Cosa ne pensi? Quali reazioni ti suscita? Scrivi cosa ne pensi nei commenti in fondo all’articolo.

Io penso che sia molto importante che ci siano band del genere che diano nuovi stimoli ad un mondo della musica fin troppo incastonato nelle dinamiche della musica Trap / Commerciale che, attenzione, deve comunque esistere ed ha un suo pubblico ma non può essere l’unico modo di comunicare attraverso la musica oggi. Alcuni dicono che i Greta Van Fleet siano una copia spudorata dei Led Zeppelin… potrebbe anche sembrare a prima vista, ma hanno comunque una loro identità riconoscibile che ho potuto assaporare durante l’esibizione in concerto a Bologna di ieri sera.
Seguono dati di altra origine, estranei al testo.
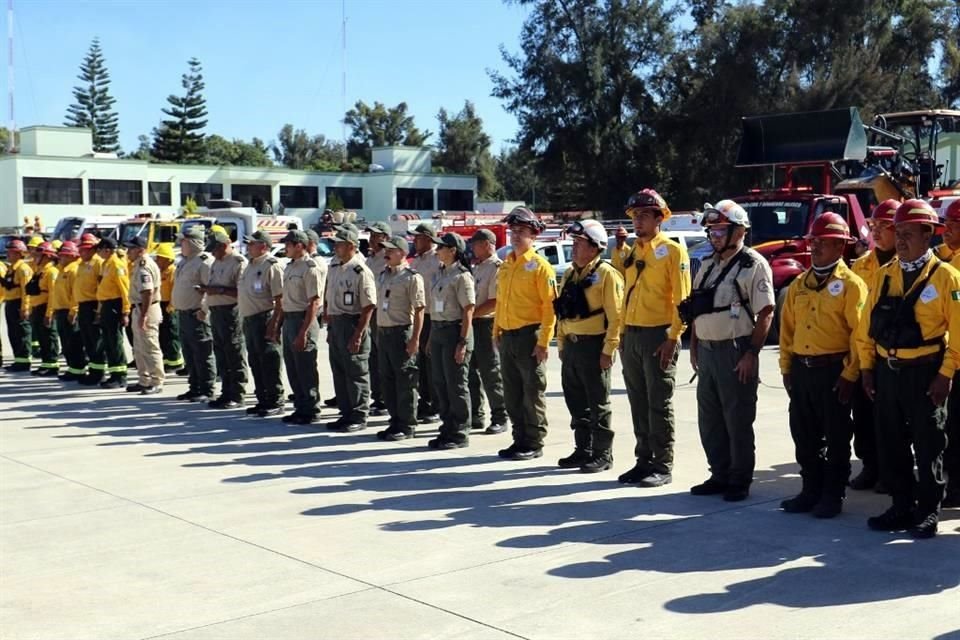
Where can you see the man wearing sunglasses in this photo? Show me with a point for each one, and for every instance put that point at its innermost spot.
(867, 266)
(734, 301)
(657, 279)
Ho apprezzato sia le citazioni ai grandi del passato nelle sonorità ma anche nel modo di vestire, inutile negarlo. In fondo sono dei ragazzi di vent’anni che suonano insieme da quando ne avevano quattordici, si divertono ed a cui piace fare questo genere di musica. Questo dovrebbe essere la musica: divertirsi e fare assieme. Da qualche decennio siamo “vittime” inconsapevoli della storpiatura del vero significato della parola competere, che ci ha portato a gareggiare fino ad implodere nelle nostre stesse paure. Riccardo Scandellari ne ha parlato anche suo blog qualche anno fa, qui trovi il suo articolo –> skande.com

La vera competizione l’ho percepita ieri sera durante il concerto: non più una gara ma un vero supporto l’un l’altro. In questo caso non solo in musica ma anche un fare assieme tra diverse generazioni; non a caso tra le oltre 20.000 persone presenti al concerto potevi girarti e vedere persone di ogni età assistere al concerto quasi increduli di essere tutti lì assieme a godere di una musica che avevamo quasi dimenticato, di improvvisazioni musicali, di assoli, di organi hammond e di espressività della musica che fa stare bene senza nessun tipo di giudizio o competizione (vi ricorda qualcosa x Factor?).

 

Greta Van Fleet concerto a Bologna

Foto a cura del Magazine OnStage Fonte –> onstageweb.com Per le foto si ringrazia Mathias Marchioni

Stare bene. Questo dovrebbe essere il presupposto di ogni cosa, culturale, artistica o semplicemente nella vita di tutti i giorni. Volente o nolente questi ragazzi ci riescono molto bene ed è uno dei motivi principali per cui penso che faranno ancora molta strada nel mondo della musica.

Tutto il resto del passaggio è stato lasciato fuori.